A conservative estimate of turnout for The Women's March in DC is 470,000 people. More than a million Metro trips were taken that day – second only in history to Barack Obama’s 2009 inauguration. That's a fact.


Across the country and around the world over 2 million people turned out to say no to the racist, sexist, authoritarian Trump administration. Demonstrations were peaceful as most all anti-Trump demonstrations have been - despite the graphic coverage of a few isolated incidents Fox News had on repeat.


The Administration largely ignored the most massive outpouring of protest the world has seen in a long time. Instead of responding to the demonstrators unified and very clear demands for access to women’s health care, equal pay, and an end to racist, sexist government policies, Mr. Trump tweeted "Why didn't these people vote?".
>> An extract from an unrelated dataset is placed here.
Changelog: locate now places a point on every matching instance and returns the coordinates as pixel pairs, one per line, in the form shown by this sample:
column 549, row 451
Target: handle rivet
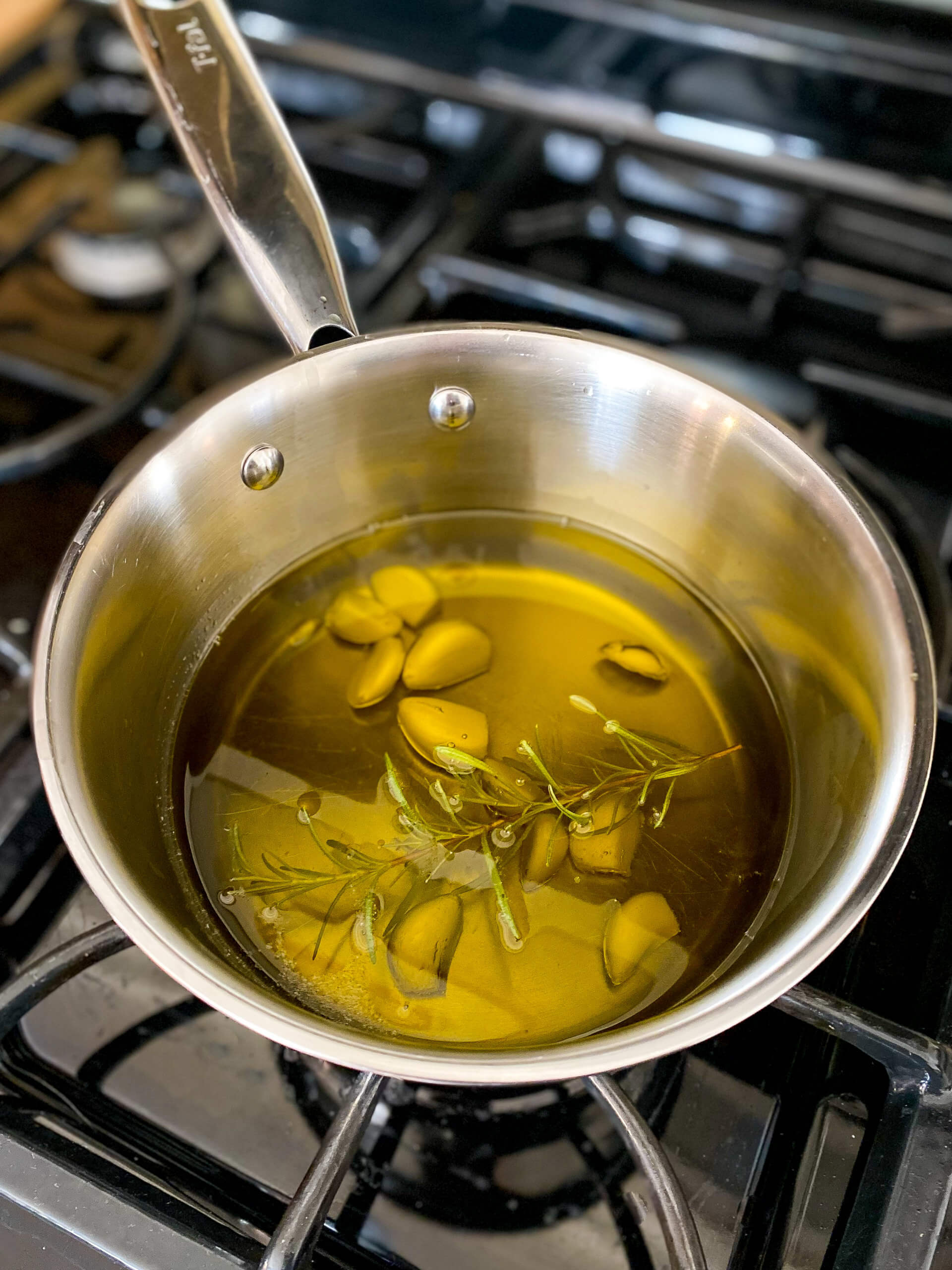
column 262, row 466
column 452, row 408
Responses like this are known as gaslighting, a form of manipulation through persistent denial, misdirection, contradiction, and lying in an attempt to destabilize and delegitimize someone.


We did vote. I voted. My friends voted. In fact, the majority of Americans, 65,844,610 of us voted for Hillary Clinton - and against Mr. Trump. To suggest that we didn't is a blatant denial of fact.


Facts are something that happened. It seems that if a fact hurts Mr. Trump's fragile ego, like the photos of his inauguration crowds, he decides it didn't happen and starts blasting anyone who disagrees with his made up opinions. He never gives any proof to back up his wild statements. He just repeats them until at least some people start to believe it.


When asked about Press Secretary Spicer's lie that Mr. Trump had the largest inaugural crowd ever Kellyanne Conway had this to say. "You're saying it’s a falsehood...Sean Spicer...gave alternative facts".


I am appalled by the massive outpouring of "alternative facts", otherwise known as bald faced lies, that our President thinks he can brainwash us with. Beyond trying to convince us that he has the biggest everything - which is so gross and unprofessional I can't even comprehend his lack of embarrassment - he lies about things that are actually important.


Please, don’t be fooled by the Trump administration’s "alternative facts". There is no such thing. A lie is a lie is a lie. Instead of getting all your information from one news source, compare and contrast several of the major news networks and real print newspapers that have been around for a long time and have high standards of journalism. Ask questions and seek the truth. It’s more important now than ever.